Preheat oven to 400°F.
In an 8-inch skillet or cast iron skillet, heat olive oil over medium heat. Add vegetables and cook until tender-crisp, about 3-4 minutes. Stir in potatoes/hashbrowns and cook an additional 5 minutes (pasta can be added but doesn’t need to be cooked). Sprinkle bacon and green onion overtop.
In a medium bowl, whisk eggs, cream, dry mustard, and seasonings. Pour the egg mixture over the ingredients int he skillet and sprinkle with cheese and fresh herbs.
Bake 14-16 minutes or until eggs are set. Broil 1-2 minutes.
Remove from the oven and cool 5 minutes before cutting. Serve warm.
- Ensure veggies and meats are pre-cooked.

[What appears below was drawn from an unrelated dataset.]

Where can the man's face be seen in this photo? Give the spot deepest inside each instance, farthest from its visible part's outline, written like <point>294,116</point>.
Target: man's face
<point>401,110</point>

- No cooked potatoes on hand? Use leftover pasta or premade hashbrowns. You can also shred raw potatoes and fry in oil for about 5-8 minutes, before adding other veggies.
- You can use heavy cream or whole milk in place of light cream.

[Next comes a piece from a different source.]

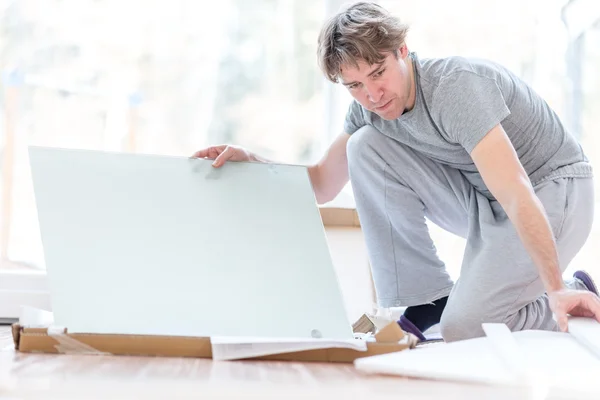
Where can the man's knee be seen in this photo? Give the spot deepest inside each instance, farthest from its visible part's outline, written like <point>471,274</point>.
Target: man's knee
<point>459,324</point>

- Watch cooking times carefully. When it comes to a frittata, light and just set is best. The eggs will continue to cook as it rests.
- If you need to firm up the top of the eggs, broil for a couple of minutes before serving (be sure not to overcook).
- Frittata reheats well and makes great sandwiches on toast!
Calories: 405 | Carbohydrates: 19g | Protein: 16g | Fat: 29g | Saturated Fat: 10g | Cholesterol: 253mg | Sodium: 583mg | Potassium: 448mg | Fiber: 3g | Sugar: 1g | Vitamin A: 2109IU | Vitamin C: 10mg | Calcium: 120mg | Iron: 2mg
Nutrition information provided is an estimate and will vary based on cooking methods and brands of ingredients used.